Ad Reinhardt, Abstract Painting, 1960–66. Oil on canvas, 60 × 60 in. (152.4 × 152.4 cm). Whitney Museum of American Art, New York; purchase with funds from The Lauder Foundation, Leonard and Evelyn Lauder Fund 98.16.3
NARRATOR: At first glance, this painting by Ad Reinhardt looks like a field of solid black. On closer inspection, you can see that there are subtle variations of tone. After 1953, Reinhardt made only black canvases. His simple, meditative works are the antithesis of the action paintings of the Abstract Expressionists like Jackson Pollock. Reinhardt influenced a generation of younger artists, including the Minimalists whose work you see in this gallery.
Contemporary artist Byron Kim talks about Reinhardt’s work:
BYRONKIM: Often I’m surprised and overwhelmed by how beautiful they are. And I love Reinhardt’s black paintings more probably than any other artwork that I’ve come across. I think he meant them to be contentless. So he really wanted them to be nothing. So what happens when, you know, nobody wants to accept that something is about nothing, or that art is only about art. So once you say that, then people inevitably start to relate these paintings to something, or try to make them metaphysical, try to relate them to something outside of the painting somehow. You don’t know what you’re looking at.
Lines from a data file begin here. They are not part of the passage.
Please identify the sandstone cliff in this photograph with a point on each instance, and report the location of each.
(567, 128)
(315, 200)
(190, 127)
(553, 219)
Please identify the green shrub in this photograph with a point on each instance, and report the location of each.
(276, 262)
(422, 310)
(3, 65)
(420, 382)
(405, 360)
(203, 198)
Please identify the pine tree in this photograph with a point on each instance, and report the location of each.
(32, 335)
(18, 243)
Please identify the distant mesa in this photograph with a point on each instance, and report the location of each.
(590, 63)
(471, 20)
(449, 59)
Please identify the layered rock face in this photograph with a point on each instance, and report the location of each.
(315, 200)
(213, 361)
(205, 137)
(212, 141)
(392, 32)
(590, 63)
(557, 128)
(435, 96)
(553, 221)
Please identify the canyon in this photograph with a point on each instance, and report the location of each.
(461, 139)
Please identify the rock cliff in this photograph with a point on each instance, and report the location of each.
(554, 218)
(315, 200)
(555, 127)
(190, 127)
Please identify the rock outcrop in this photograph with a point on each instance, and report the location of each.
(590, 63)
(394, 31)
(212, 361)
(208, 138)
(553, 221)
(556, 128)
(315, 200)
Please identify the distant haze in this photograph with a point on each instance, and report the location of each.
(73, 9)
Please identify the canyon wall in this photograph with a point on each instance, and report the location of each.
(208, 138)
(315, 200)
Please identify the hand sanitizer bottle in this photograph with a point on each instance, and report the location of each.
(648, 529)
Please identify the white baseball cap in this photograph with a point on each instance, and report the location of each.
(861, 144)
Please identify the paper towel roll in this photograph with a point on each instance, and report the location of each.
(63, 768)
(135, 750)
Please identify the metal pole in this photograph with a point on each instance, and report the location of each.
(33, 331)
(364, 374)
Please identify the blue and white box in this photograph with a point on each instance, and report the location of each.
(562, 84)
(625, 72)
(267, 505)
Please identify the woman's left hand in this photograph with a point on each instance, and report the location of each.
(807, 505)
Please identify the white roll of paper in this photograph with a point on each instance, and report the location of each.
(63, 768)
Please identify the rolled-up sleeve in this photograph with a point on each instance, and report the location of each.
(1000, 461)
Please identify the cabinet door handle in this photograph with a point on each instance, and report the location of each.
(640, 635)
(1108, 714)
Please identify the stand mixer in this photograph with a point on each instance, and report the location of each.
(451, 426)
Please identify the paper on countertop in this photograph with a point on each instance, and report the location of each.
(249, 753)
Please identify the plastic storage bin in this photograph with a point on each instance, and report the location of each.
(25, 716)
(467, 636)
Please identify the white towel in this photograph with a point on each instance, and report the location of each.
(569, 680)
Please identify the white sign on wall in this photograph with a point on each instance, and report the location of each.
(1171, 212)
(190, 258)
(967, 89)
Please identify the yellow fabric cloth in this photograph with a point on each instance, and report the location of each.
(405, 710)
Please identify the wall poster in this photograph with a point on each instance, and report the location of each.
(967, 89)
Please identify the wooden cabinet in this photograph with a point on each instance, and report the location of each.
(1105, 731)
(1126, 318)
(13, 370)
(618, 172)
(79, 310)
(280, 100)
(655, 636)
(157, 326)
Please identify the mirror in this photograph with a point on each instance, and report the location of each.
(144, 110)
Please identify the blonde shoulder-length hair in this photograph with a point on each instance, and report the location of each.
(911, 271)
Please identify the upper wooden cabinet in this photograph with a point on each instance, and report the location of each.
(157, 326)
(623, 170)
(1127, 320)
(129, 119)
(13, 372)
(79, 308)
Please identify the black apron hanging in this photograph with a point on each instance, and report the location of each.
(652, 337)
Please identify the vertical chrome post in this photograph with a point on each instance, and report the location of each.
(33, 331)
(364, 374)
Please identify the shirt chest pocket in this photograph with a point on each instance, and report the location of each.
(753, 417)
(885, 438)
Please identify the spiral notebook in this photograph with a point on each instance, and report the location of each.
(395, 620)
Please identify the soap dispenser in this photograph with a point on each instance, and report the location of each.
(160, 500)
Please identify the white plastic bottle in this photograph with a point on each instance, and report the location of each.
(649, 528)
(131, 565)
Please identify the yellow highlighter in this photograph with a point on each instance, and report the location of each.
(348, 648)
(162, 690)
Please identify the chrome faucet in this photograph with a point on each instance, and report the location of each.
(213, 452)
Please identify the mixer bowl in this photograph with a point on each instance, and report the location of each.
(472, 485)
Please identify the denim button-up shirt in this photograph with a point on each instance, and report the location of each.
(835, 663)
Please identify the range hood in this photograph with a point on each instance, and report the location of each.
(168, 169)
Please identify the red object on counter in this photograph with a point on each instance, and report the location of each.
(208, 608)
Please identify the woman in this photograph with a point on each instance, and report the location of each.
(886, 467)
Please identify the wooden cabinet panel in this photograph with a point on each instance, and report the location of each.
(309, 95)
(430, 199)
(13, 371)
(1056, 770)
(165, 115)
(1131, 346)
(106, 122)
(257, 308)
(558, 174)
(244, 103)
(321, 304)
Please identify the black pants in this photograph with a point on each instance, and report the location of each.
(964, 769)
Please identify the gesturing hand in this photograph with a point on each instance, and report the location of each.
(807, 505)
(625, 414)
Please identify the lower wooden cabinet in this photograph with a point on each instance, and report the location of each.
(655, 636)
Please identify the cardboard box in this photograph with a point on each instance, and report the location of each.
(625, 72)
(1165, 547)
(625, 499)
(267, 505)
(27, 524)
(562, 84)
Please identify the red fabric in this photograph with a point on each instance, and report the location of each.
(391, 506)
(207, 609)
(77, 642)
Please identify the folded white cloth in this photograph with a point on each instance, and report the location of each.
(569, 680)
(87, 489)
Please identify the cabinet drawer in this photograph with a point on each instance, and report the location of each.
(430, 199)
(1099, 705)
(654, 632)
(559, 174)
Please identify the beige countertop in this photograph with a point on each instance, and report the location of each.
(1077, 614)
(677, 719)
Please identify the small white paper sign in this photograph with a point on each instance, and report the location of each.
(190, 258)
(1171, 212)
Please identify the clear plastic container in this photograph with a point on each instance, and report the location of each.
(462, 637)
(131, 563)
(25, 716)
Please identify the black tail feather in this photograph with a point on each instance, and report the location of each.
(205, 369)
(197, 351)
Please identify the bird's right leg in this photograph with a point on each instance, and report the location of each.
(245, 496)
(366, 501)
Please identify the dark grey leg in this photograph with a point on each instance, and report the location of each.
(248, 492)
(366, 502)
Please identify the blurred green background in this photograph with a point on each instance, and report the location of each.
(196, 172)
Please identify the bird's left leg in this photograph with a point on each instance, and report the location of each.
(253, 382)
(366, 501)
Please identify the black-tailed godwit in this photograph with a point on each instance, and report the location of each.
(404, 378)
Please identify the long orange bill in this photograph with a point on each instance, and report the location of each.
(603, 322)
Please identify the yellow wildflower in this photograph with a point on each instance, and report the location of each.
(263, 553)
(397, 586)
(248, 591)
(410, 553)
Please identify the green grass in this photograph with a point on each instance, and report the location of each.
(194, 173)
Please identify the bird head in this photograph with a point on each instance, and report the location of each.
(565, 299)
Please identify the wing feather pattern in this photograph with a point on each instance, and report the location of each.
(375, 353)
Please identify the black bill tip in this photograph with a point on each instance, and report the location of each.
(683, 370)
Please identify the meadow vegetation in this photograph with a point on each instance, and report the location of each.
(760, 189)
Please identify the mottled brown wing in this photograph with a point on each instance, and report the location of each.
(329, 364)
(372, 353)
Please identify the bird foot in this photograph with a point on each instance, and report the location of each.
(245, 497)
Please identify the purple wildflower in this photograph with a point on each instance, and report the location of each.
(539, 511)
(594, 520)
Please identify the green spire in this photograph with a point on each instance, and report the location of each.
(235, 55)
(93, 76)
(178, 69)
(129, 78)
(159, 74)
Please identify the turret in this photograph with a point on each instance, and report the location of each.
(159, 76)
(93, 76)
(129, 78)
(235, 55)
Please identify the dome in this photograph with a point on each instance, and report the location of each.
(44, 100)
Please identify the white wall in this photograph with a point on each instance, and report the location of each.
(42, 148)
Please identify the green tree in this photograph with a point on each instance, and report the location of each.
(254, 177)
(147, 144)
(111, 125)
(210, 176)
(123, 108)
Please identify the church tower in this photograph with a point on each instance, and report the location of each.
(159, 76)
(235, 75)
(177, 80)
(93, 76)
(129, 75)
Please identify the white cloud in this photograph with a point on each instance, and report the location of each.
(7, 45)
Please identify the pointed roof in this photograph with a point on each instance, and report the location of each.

And so they don’t look like anything.
So the thing that makes Reinhardt interesting to me is that he was deadly serious and it was all a big joke at the same time. But, you know, you don’t get the humor in the black paintings. But to me, they’re really funny because they’re exactly that kind of humor, that kind of deadpan humor, that’s not knee-slapping humor, but because it isn’t, it’s sort of more funny to me. I’m laughing inside my brain.